J.C. Trichet - Un article au Monde tellement révélateur

Jean-Claude Trichet catalyse à lui tout seul toutes les ambigüités de la période de crise que nous traversons.

L'article qu'il vient de donner au Monde (daté du lundi 16 septembre 2013) a cette particularité de dire, en même temps, tout et rien.

Le rôle du commentateur est évidemment d'aller creuser la partie occultée.

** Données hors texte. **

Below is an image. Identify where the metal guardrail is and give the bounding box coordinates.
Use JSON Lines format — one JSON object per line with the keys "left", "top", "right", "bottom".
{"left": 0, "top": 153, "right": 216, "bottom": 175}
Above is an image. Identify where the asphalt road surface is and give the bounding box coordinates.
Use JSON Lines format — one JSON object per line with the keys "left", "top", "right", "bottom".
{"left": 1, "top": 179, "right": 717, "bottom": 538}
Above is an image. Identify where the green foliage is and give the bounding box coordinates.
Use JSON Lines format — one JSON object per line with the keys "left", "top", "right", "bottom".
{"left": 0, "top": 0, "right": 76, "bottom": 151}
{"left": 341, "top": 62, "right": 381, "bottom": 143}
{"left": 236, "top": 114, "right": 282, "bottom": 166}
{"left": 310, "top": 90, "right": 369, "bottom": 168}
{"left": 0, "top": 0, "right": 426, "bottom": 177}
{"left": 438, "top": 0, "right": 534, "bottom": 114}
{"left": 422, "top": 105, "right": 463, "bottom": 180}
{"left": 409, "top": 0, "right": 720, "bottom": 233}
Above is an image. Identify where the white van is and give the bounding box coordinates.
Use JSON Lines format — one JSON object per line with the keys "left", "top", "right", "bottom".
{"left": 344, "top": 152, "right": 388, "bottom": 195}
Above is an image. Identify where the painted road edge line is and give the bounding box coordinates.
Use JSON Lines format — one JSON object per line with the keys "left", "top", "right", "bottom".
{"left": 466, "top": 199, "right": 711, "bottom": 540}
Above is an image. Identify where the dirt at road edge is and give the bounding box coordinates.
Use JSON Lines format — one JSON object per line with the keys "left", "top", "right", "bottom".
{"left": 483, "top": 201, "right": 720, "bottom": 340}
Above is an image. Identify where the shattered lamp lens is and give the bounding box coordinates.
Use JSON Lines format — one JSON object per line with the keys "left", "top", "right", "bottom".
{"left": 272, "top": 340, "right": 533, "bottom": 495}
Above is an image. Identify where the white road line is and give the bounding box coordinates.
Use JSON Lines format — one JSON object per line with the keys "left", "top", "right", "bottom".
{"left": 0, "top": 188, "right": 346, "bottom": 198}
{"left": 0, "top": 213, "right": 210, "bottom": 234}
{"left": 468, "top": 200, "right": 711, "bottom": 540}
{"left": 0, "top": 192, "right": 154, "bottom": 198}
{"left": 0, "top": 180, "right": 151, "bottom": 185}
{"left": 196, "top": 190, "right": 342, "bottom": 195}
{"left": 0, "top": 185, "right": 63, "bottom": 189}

Première affirmation excellente :

- Les prémisses de la crise datent de la fin de l'année 2006. Rappelons qu'à cette date, nous avions indiqué dans notre bulletin de conjoncture un avis de grosse tempête. En juin 2006, nous avions annoncé une grosse crise décennale pour 2010 (et envoyé cette prévision aux équipes de N. Sarkozy tout en lançant un avertissement public sur le site du Monde.fr (où il est toujours possible d'en consulter une partie). En décembre nous l'avons avancé à 2009.  Pour quoi ? Parce que  l'indice des prix de vente de l'immobilier aux Etats-Unis venaient de connaître la première baisse de l'histoire contemporaine et qu'une extrême nervosité touchait tout le secteur des prêts interbancaires. les premiers stigmates d'une crise de liquidité se faisait jour. Il faut se rappeler qu'à cette époque le bas de bilan des banques montrait presqu'un tiers de prêts interbancaires. Fanny Mae et Freddy Mac avaient connu de solides difficultés dès 2003 et semblaient devoir en connaître d'autres. Certaines banques comme Citigroup donnaient des signes de panique pendant que Bear-Stearns tombait en faillite (masqué par un rachat qui allait plombé bientôt les comptes du repreneur). La crise de liquidité frappera à mi juillet 2007, lorsque les adjudications sur le marché interbancaire ne trouveront plus preneur et que de nombreux fonds censés être liquides cesseront de l'être. En même temps de déclenche le sauve-qui-peut sur le marché monétaire. De très nombreuses banques sont étranglées.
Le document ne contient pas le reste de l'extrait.